Framing the Hijacked Pope

By Stephen Cataldo, 4 October, 2015

[Draft]

It appears that the Vatican Ambassador to the US, Carlo Maria Vigano, played sneaky politics with the Pope's visit, getting Kim Davis near enough to the Pope that her team could imply Papal support.

The allegation is he used the Pope as a pawn for his political views, using him to rally conservative-minded Catholics to place their religion in the service of politics.

What is the best way to frame to frame a conservative abuse of the Pope's political neutrality? How should progressives frame a compassionate Pope?

Groups such as Faithful America are going after him, aiming to gather thousands on the left to sign petitions to demand his resignation.

Conservatives and liberals have used mirror-image frames: the Pope is here to be a pawn in our politics.

I'm curious and a bit skeptical if having a left-oriented group yell at the right-wingers is actually productive or helpful in this case. Both the papal ambassador and internet-petitions for him to resign are playing games of politics, where everyone just lines up on their usual side, and no one learns much of anything. The ambassador's actions were manipulative of the church -- he didn't violate the trust of "the left," he hurt the trying-to-be-religious-not-political Pope and Vatican. But the more progressives join the circus and act like we are the aggrieved party, the more we let him off the hook he stuck himself on.

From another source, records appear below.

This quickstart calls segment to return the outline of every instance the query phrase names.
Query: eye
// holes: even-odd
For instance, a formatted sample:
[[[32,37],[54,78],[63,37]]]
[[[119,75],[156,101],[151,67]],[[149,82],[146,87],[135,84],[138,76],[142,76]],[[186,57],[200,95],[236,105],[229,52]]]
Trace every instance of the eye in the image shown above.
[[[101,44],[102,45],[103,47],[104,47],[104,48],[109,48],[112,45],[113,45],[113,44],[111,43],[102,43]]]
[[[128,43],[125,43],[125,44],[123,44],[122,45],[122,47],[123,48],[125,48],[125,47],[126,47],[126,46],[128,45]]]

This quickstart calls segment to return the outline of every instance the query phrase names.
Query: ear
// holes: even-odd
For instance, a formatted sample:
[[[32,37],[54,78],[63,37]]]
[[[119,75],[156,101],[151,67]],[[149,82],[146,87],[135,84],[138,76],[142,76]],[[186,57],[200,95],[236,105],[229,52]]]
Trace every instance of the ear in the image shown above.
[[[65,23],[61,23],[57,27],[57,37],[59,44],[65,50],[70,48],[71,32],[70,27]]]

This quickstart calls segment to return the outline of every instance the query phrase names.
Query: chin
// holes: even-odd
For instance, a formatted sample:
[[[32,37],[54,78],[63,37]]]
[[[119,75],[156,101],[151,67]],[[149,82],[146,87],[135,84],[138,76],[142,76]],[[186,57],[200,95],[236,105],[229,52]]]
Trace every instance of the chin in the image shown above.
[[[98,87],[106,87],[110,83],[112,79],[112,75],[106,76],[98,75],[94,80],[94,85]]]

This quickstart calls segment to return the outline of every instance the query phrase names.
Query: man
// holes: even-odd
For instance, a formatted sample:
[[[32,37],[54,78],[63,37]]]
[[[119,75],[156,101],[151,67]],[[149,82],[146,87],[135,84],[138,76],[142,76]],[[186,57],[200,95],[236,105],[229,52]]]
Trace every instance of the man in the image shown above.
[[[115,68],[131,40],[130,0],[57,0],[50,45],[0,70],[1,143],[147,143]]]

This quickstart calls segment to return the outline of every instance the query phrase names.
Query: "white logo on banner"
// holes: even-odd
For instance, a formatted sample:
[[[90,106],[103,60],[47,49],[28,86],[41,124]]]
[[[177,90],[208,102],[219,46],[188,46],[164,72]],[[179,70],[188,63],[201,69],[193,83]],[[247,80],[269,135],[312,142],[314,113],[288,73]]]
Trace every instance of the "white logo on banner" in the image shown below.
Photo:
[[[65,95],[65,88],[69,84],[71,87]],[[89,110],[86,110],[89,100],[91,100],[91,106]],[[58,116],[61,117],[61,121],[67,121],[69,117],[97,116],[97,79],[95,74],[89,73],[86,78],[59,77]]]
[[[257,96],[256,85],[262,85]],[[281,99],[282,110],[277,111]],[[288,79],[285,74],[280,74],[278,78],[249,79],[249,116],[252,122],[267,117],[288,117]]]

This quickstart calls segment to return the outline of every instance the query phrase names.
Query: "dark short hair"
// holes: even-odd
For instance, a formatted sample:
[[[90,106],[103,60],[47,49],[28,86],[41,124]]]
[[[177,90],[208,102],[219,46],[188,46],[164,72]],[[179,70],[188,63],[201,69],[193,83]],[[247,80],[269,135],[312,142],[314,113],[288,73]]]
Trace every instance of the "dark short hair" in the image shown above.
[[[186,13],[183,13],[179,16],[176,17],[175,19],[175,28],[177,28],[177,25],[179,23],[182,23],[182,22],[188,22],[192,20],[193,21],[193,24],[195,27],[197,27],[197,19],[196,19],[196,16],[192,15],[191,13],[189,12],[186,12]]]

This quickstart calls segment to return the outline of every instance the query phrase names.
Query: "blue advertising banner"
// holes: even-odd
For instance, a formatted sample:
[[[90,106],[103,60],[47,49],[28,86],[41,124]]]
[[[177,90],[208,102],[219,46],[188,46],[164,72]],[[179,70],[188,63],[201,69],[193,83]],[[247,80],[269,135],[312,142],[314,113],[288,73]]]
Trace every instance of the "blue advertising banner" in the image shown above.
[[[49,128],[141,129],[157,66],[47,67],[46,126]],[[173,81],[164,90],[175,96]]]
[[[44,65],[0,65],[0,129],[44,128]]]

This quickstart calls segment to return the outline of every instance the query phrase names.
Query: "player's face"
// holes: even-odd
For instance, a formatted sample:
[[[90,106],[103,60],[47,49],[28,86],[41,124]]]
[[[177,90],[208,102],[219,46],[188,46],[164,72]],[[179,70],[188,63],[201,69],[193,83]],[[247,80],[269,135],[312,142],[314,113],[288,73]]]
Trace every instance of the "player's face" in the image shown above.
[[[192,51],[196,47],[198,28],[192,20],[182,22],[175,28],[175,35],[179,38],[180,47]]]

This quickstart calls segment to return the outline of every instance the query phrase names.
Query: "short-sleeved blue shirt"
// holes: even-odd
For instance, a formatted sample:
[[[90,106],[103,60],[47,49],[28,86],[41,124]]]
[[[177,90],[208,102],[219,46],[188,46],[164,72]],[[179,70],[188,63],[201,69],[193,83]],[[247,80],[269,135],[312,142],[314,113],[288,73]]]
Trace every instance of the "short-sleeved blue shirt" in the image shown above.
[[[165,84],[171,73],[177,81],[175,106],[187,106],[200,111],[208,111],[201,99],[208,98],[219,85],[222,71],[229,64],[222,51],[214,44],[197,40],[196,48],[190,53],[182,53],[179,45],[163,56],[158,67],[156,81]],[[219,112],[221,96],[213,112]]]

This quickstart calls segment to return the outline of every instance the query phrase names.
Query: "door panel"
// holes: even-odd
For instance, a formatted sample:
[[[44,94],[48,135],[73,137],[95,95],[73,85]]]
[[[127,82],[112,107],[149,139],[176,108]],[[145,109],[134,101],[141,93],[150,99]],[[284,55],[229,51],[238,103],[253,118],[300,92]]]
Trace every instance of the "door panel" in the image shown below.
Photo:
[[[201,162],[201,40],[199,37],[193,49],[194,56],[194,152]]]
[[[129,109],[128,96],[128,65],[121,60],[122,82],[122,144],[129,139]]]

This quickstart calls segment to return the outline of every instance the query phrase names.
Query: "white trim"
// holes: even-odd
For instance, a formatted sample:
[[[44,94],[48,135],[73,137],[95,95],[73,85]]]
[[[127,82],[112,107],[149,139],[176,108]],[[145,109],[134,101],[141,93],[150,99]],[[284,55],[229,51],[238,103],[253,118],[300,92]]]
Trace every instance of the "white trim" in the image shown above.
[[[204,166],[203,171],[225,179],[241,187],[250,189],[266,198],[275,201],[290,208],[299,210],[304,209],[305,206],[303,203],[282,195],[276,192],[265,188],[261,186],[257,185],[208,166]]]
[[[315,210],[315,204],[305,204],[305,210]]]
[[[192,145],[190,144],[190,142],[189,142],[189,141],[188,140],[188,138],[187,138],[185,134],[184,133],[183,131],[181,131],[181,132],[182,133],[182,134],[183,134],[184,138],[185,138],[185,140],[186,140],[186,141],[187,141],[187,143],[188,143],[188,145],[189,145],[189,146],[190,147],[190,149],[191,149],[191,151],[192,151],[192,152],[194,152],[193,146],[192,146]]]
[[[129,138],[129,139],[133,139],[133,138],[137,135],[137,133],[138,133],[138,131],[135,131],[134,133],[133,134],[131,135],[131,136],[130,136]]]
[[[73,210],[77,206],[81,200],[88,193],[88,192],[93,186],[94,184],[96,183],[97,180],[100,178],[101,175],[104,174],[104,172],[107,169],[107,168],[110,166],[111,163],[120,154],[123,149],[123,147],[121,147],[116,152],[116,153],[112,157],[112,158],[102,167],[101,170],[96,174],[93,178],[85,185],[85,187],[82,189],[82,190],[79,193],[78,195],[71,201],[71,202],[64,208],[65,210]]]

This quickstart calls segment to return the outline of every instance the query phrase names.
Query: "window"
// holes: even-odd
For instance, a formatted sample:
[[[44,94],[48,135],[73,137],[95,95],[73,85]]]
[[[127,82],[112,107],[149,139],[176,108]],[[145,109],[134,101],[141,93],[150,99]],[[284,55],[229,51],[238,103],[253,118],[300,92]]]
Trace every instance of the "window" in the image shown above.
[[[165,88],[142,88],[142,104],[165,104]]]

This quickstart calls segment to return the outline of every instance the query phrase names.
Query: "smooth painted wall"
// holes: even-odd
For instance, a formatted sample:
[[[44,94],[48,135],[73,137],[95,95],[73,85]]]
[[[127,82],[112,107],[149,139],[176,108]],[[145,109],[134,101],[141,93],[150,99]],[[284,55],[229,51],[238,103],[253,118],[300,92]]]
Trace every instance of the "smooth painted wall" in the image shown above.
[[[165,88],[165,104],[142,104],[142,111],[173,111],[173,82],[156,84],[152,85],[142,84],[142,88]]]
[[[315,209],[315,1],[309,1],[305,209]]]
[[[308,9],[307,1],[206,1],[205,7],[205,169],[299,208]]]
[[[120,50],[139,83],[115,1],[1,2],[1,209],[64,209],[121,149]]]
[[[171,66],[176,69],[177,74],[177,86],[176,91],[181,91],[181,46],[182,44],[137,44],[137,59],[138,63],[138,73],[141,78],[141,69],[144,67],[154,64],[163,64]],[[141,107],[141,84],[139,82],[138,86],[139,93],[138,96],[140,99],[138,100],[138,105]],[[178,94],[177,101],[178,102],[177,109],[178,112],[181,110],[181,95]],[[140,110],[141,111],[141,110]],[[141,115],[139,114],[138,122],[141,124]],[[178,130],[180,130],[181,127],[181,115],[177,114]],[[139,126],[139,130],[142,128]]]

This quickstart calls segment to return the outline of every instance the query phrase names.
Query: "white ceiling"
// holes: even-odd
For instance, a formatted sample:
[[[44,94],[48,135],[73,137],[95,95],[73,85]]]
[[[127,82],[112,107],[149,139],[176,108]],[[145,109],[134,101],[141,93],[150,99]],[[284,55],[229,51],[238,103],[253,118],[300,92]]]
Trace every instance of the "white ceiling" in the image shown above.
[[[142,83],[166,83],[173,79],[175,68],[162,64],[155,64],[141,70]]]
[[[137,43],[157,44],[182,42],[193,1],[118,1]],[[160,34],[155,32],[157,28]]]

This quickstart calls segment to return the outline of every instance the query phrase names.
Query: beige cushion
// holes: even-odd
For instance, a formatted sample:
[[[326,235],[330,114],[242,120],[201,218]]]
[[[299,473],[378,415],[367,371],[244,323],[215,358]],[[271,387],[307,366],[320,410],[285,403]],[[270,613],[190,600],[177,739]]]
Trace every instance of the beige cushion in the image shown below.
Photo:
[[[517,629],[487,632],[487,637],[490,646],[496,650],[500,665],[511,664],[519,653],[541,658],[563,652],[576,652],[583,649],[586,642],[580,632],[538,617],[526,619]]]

Conservatives are framing an us-them culture war. Do we frame it as them-us, or something else?

I think we've both mis-read and mis-framed this Pope: he's not being political and "taking our side," he's expressing a lot of the good parts of the Bible and Jesus' teaching. The right-wing wants to call it politics, the right wing wants the church to serve their politics, but it isn't politics and it's not healthy for it be politics. Politics and religion don't mix well, we should be trying to de-politicize religion, not suck it into the "he should resign" world of petitions. Progressive groups like Faithful America might want to make this visible so people simply see what actually happened, without us making it about us: the Ambassador played the Pope. Let them figure out if he should resign. We should be an echo-chamber for honest Catholics who did not want the Pope's visit politicized, not cheerleaders for our side of a political game.

Who are we trying to influence? What are our goals?

If you want Carlo Maria Vigano out of power, push that he abuses his power, not that he is conservative. Allow him to be removed from the center for betraying the Pope's trust. And when we have the microphone, let's get back to our values.

If our goal is to see a power-shift in the Catholic church hierarchy, then we should let conservatives overplay their hand: the effective frame is that they play politics with the church, not that this is an actual political left-vs-right issue where the church should seek the center.

If our goal is to influence average Catholics -- people who don't primarily identify as "red" or "blue" but "Catholic" or "Christian" -- to be more compassionate because this Pope is, then again we need to let the Pope's words speak for him, and every time we push liberal politics into a message of compassion, we politicize what should be not in dispute. We make it us-vs-them, where neutrality is between liberal and conservative. What if we joined and amplified, rather than led, other voices that want to keep the church clean of politics? Conservatives seem to think that their base would dwindle if the church message was not politicized, edgy and angry: would ours too?

Dumping the church into a world of where progressives are signing the same petitions we aim at Congress seems like a bad habit, a political instinct to turn everything into the same crappy politics we've gotten used to playing, even when we don't have to, even when it backfires.

Last thought: this isn't a call for being quiet and letting Kim Davis & her allies get away with dishonest political theater. The initial outrage was appropriate, and drew this into the public sphere where people would notice it. It's the switch from exposing a dirty trick, to demanding that a specific person be removed from office, to using political-style pressure tactics, that will force people to take our side in order to do what a politically-neutral person might do anyway. Humor and mocking of Vigano and Davis would be fine; lining up thousands of liberal signatures on a petition neutralizes the charge they they are playing politics where no one should.

What do you think? Cognitive Politics aims to to connect goals and frames: who do you want to influence, and what frame will help that happen?